You’re an aspiring model dispatched to a Red Sox game to ask good citizens to step up and save the life of a child. Your clothes? Short skirts, lab coat, and purple hair. You get $75 per hour and exposure at a premium sports marketing event. The sponsor gets access to a population of potential bone marrow donors that wouldn’t set foot inside of a hospital.
Gimmicky? Sure. But sports marketing is rife with such gimmicks. This is tame by many other standards.
It’s an idea that, by all accounts, worked well for UMass Memorial for over a year. It is also an idea, unfortunately, that has garnered the attention of the New Hampshire and Massachusetts State Attorney General Offices and has forced the UMass Memorial CEO to denounce the practice in the Boston Globe.
The pricing of the donor tests, to be sure, was understated and problematic, but what caught my eye was the statement by CEO John O’Brien:
“Let me say right from the start that the use of professional models for marketing purposes here was not appropriate for an academic health care organization like ours, which holds itself to the highest standards.”
What I thought was interesting was how quickly Mr. O’Brien distanced himself from this program, rather than defending it. Presumably it worked and it worked well – however crass it seems in the light of day, the idea was green lighted by someone there.
While Mr. O’Brien seems to be scapegoating marketing here, I think that’s a red herring. If UMass had a strong brand manual, a strong sense of standards, and a rigorous application of the brand identity, it would never have undertaken marketing that was so antithetical to its standards. It is my guess that instead of marketing being the problem, it was the novelty of the concept that sold it and persuaded UMass to give it a try. That it continued was because it was successful. That they are embarrassed about it is their own fault.
I don’t think you can have it both ways: either play it safe from the start or go for it and defend the program saying, “We understand some people may not like this, but the fact is we had a 200% increase [made-up number] in bone marrow registrants which we expect will save 10 [made up number again] lives in the next 2 years.

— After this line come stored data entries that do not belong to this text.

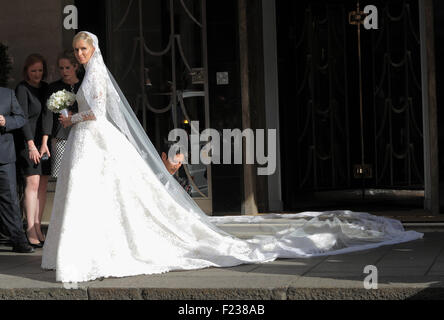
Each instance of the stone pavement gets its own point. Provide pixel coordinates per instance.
(412, 270)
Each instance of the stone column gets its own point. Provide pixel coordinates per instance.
(249, 205)
(272, 97)
(430, 122)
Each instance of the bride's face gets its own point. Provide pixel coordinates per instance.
(83, 51)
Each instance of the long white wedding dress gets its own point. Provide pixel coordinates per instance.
(113, 216)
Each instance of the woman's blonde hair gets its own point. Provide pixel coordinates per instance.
(83, 36)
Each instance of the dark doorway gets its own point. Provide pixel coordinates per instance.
(324, 145)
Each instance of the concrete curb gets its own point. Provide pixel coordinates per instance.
(224, 294)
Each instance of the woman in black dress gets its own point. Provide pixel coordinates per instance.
(32, 144)
(68, 68)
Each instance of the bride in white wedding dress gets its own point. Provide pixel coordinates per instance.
(117, 212)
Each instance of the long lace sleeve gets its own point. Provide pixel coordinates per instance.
(95, 95)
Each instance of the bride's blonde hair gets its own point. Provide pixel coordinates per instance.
(83, 36)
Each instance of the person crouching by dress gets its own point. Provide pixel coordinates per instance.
(32, 144)
(68, 68)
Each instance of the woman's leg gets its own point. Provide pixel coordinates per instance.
(41, 198)
(31, 206)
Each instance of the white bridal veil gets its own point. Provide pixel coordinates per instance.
(123, 117)
(305, 234)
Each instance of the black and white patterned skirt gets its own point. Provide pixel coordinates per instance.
(57, 150)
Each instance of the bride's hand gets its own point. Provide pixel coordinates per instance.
(44, 149)
(65, 121)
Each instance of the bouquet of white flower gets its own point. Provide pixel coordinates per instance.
(59, 102)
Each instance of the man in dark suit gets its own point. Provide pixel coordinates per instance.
(11, 118)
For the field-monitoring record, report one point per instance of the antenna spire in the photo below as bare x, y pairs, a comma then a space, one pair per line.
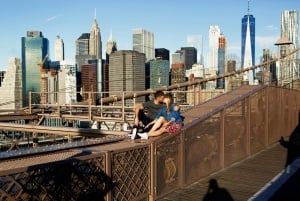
248, 7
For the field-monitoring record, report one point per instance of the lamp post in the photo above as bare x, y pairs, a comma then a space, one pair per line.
285, 70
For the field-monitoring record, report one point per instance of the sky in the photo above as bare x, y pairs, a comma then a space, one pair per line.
171, 21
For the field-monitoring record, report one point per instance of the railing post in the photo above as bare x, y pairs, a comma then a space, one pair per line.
266, 119
222, 138
30, 108
248, 124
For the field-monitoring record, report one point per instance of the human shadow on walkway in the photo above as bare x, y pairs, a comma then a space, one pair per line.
292, 145
216, 193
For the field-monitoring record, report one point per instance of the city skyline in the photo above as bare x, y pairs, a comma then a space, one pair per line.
72, 18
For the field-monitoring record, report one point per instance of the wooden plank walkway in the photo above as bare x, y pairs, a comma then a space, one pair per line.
242, 180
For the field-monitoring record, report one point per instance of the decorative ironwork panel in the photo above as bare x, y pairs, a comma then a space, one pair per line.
202, 148
258, 121
131, 174
71, 179
235, 132
168, 164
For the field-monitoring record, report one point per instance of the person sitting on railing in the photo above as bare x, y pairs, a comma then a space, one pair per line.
146, 113
168, 119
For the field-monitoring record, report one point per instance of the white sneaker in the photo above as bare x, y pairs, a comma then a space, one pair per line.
134, 132
143, 136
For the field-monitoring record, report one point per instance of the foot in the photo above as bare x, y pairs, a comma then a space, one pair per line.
143, 136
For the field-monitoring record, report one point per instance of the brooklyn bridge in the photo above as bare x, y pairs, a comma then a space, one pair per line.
244, 142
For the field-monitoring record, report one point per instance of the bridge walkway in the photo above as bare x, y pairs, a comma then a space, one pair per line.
242, 179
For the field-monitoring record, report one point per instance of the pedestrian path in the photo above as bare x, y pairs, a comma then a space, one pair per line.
241, 180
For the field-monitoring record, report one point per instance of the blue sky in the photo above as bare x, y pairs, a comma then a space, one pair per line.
171, 21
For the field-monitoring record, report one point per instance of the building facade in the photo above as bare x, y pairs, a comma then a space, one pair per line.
159, 73
59, 54
143, 42
290, 30
35, 48
12, 86
67, 83
221, 61
127, 72
214, 34
196, 41
95, 43
248, 46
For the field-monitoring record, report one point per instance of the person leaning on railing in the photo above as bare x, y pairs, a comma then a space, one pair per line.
152, 107
169, 119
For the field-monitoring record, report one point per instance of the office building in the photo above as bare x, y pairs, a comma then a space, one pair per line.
189, 56
88, 46
35, 49
159, 73
89, 82
95, 43
59, 54
127, 72
196, 41
11, 86
111, 46
221, 61
178, 77
290, 30
214, 34
143, 42
248, 46
67, 83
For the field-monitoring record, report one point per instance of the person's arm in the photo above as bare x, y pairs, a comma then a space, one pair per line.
138, 108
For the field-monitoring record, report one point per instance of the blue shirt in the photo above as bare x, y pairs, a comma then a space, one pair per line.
175, 115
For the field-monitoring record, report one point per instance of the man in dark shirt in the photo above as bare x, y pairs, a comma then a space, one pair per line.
147, 111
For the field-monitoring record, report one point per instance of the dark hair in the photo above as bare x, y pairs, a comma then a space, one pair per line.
158, 94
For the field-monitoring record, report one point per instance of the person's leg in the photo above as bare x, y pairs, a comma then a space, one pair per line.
157, 124
157, 132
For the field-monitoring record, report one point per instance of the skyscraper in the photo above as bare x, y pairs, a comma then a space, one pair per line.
11, 88
127, 72
248, 45
95, 43
111, 46
214, 33
35, 49
59, 54
290, 30
221, 61
196, 42
143, 42
88, 46
82, 50
189, 56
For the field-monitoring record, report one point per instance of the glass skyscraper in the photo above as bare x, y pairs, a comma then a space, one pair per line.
143, 42
248, 41
34, 49
248, 46
290, 29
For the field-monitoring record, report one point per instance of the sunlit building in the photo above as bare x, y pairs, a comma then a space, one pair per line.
35, 48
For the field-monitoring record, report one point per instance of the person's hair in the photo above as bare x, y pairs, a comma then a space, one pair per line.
169, 96
158, 94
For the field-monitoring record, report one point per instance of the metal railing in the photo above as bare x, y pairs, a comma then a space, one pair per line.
216, 134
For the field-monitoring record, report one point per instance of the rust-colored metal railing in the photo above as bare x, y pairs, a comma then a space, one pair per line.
216, 134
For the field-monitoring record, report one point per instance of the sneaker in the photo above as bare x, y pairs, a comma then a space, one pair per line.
134, 132
144, 136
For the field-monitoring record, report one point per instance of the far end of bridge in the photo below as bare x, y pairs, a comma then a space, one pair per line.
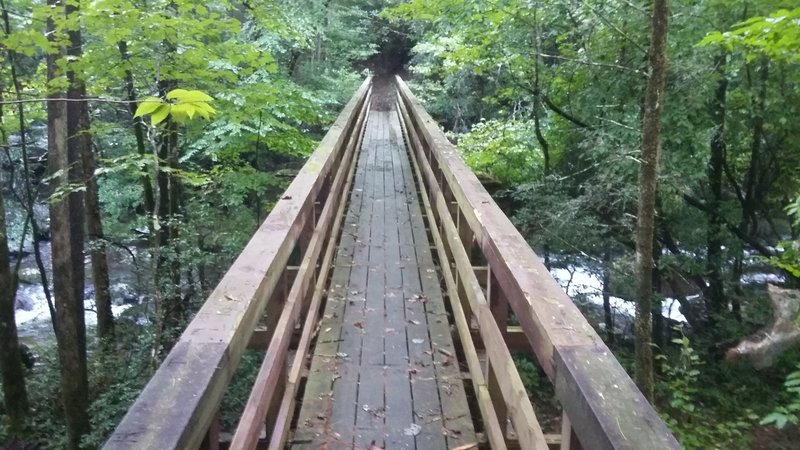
381, 289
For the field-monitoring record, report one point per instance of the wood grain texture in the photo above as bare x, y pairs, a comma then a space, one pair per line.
178, 404
382, 380
555, 328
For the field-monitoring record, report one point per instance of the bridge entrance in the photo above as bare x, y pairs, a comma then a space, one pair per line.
382, 288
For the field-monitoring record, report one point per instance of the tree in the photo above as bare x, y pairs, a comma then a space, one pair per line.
648, 178
67, 221
12, 374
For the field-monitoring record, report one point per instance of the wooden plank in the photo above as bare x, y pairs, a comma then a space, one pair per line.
170, 415
551, 321
488, 414
271, 374
510, 385
286, 411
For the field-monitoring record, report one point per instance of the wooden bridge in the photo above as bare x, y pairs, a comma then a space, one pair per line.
381, 288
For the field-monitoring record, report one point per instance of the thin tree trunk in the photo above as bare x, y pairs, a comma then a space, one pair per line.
648, 177
30, 198
748, 222
609, 314
15, 395
139, 132
66, 218
94, 226
716, 167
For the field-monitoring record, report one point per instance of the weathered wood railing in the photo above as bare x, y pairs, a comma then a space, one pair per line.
602, 407
178, 407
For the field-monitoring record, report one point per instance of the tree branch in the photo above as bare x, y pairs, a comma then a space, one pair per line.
736, 231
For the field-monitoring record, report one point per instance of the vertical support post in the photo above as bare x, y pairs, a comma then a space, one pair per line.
498, 303
569, 441
276, 303
211, 441
274, 409
496, 395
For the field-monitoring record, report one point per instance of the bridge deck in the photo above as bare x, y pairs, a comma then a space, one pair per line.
383, 373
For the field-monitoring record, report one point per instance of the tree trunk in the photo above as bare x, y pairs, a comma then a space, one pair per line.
139, 132
15, 395
714, 258
648, 176
80, 139
30, 198
750, 199
608, 313
66, 218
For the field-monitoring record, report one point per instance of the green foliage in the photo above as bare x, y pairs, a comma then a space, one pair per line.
788, 413
686, 416
776, 35
501, 150
184, 105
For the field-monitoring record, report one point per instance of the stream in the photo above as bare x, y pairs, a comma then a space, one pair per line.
32, 313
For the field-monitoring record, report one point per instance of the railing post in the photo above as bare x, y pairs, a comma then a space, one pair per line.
497, 302
211, 441
275, 405
569, 441
496, 395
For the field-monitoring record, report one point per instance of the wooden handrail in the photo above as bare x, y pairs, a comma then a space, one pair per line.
179, 404
603, 405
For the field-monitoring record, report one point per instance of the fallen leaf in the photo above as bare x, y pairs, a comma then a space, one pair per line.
412, 430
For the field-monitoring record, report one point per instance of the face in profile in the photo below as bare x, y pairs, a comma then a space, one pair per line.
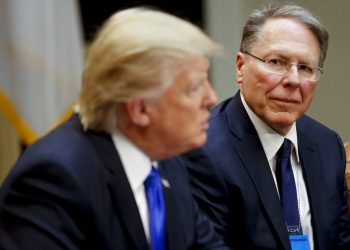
279, 99
180, 116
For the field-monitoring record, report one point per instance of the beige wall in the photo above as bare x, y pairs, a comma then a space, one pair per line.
331, 104
9, 147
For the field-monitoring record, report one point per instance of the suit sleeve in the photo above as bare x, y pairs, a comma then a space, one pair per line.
209, 190
344, 235
39, 209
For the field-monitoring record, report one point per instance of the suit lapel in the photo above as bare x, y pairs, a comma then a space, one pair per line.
254, 159
314, 182
175, 231
119, 187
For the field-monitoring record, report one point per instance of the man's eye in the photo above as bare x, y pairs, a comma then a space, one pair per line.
276, 62
305, 68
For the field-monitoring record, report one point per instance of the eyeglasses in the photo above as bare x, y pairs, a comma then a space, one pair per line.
282, 67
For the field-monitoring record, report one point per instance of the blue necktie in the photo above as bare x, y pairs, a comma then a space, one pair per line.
156, 208
287, 189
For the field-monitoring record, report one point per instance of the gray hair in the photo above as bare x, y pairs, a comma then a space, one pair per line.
259, 17
136, 54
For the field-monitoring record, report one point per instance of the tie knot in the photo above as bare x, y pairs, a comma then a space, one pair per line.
152, 178
285, 149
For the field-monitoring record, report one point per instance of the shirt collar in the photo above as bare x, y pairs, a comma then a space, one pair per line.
137, 164
270, 140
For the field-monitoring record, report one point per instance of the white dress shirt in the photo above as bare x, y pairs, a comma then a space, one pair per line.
137, 166
271, 142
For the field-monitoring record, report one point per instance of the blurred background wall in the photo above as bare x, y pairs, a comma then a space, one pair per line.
223, 20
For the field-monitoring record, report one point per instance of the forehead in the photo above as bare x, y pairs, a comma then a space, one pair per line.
289, 37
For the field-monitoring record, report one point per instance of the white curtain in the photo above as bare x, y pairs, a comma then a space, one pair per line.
41, 60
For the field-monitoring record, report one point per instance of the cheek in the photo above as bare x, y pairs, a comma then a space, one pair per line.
308, 91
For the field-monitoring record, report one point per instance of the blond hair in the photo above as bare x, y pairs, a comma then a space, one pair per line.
135, 55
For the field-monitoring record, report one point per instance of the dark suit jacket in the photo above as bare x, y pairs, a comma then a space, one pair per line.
233, 184
69, 191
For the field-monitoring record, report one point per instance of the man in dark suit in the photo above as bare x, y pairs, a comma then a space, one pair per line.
145, 97
236, 177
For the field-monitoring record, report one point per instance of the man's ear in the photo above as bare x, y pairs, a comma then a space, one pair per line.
240, 60
137, 111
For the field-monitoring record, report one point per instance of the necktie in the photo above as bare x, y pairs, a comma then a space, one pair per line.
287, 189
156, 209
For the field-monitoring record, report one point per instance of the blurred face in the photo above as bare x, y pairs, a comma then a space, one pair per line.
279, 100
179, 118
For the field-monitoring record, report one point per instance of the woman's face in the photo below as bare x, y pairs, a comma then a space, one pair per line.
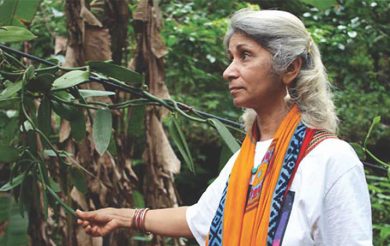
252, 83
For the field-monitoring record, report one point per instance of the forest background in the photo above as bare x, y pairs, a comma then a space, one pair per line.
66, 143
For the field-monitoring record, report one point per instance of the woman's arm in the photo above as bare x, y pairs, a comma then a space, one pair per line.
167, 222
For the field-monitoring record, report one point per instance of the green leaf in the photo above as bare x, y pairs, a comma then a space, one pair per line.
321, 4
11, 90
41, 83
16, 181
116, 72
227, 137
181, 143
54, 185
375, 122
78, 179
66, 111
359, 151
18, 12
44, 116
102, 129
70, 79
8, 153
78, 128
15, 34
51, 153
14, 231
95, 93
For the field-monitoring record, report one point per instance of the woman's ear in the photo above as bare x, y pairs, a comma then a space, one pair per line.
292, 71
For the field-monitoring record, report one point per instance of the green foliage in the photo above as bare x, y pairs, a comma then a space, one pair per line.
117, 72
102, 129
70, 79
15, 226
17, 12
15, 34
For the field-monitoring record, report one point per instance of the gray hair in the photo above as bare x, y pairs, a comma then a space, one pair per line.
286, 38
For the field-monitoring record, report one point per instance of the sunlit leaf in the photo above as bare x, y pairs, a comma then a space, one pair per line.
14, 231
102, 129
66, 111
8, 153
375, 122
359, 151
16, 181
41, 83
44, 116
95, 93
11, 90
15, 34
70, 79
116, 72
321, 4
18, 12
226, 136
78, 129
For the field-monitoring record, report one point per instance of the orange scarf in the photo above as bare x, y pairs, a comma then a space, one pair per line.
243, 226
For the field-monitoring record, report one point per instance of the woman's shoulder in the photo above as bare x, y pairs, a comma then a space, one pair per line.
334, 155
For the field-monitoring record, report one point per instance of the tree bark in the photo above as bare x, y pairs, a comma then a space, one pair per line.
161, 162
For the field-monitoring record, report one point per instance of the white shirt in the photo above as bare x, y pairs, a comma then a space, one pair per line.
331, 203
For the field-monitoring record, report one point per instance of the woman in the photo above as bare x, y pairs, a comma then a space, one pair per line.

We’re sorry some people don’t like it, but we’re doing it for those 10 families who will continue to be families because of the decisions we made with this program.”
That would be preferable to the duck and cover strategy which, let’s face it, never serves hospitals well.
Update: It is unclear who did the work – one article posits a Boston agency – but Candance Quinn defends the bone marrow program on Health Leaders.